Do we ever stop fretting over our babies–even when all three of them are in their forties?  August 3rd, the eve of Sarah’s fortieth birthday, she called to say she was in a hospital in Peru, having sustained a double fracture of her ankle while hiking.  The next day, her birthday, she posted photos of the X-rays on Facebook, and lamented the abrupt ending of her fortieth celebration, which was to culminate by hiking legendary Machu Picchu.  In the wonder of being connected across the globe, she was able to talk to her surgeon-father, and send photos of the X-rays to the family’s long time friend, and orthopedist.  The decision was made to make the long and arduous journey back to California and have the surgery performed at home.

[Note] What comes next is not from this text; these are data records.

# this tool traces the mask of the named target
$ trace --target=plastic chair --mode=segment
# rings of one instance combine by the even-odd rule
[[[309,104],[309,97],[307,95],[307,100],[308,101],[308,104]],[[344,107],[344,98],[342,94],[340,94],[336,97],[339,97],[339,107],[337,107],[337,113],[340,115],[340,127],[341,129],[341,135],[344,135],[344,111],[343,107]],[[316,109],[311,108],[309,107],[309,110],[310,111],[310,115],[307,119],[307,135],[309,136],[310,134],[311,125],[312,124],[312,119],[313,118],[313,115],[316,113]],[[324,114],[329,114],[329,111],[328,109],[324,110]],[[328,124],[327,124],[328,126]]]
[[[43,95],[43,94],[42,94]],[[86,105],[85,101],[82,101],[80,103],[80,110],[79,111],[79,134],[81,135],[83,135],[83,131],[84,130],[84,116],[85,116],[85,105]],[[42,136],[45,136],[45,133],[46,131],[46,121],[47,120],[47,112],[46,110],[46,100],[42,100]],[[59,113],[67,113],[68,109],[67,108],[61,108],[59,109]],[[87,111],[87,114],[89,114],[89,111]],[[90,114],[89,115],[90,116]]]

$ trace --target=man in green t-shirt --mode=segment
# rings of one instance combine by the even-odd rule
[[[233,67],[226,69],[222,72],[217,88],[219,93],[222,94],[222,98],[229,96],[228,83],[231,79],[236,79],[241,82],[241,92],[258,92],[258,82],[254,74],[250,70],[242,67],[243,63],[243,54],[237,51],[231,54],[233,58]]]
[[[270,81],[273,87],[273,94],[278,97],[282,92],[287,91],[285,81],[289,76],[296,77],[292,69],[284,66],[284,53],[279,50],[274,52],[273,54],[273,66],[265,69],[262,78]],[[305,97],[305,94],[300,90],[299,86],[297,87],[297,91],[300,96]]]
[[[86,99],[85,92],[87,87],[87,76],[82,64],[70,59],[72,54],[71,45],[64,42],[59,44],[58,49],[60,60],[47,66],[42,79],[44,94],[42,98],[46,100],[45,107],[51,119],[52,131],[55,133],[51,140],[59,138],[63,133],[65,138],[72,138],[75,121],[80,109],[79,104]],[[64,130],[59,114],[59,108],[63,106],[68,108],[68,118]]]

After talking to my other two daughters, and crying plenty of tears, they both reassured me, as only daughters can do.  When I finally went to bed, and thought of Sarah in a hospital bed far away, I remembered–as I always do on August 3rd–being in a hospital bed in Boston, with a Caesarian section scheduled early the next morning.  So afraid, in the middle of the night, about what would happen to my two children at home if I were to die in this childbirth, and what would become of this new baby.  What mother has not been awakened by such nightmares.  A mama deer and her two babies have been hanging out in our yard, assuming that I’ve grown geraniums and flowers in window boxes, just for them.  I startled her from the porch the other day, and was aghast when she scurried up the hill, leaving her Bambi behind.  Of course, this is the nature of things, and she is teaching her baby how to take care of herself.  But, it is easy to forget the nature of things, when you know your babies are in pain–even if they are forty-somethings.  With Nick at her side the whole time, Sarah is now safely back in California, welcomed home by her nearby sister, Valerie, who had left llama-shaped balloons, champagne and flowers at their house, as a day-after birthday celebration.  The kids are all right, the kids are all right.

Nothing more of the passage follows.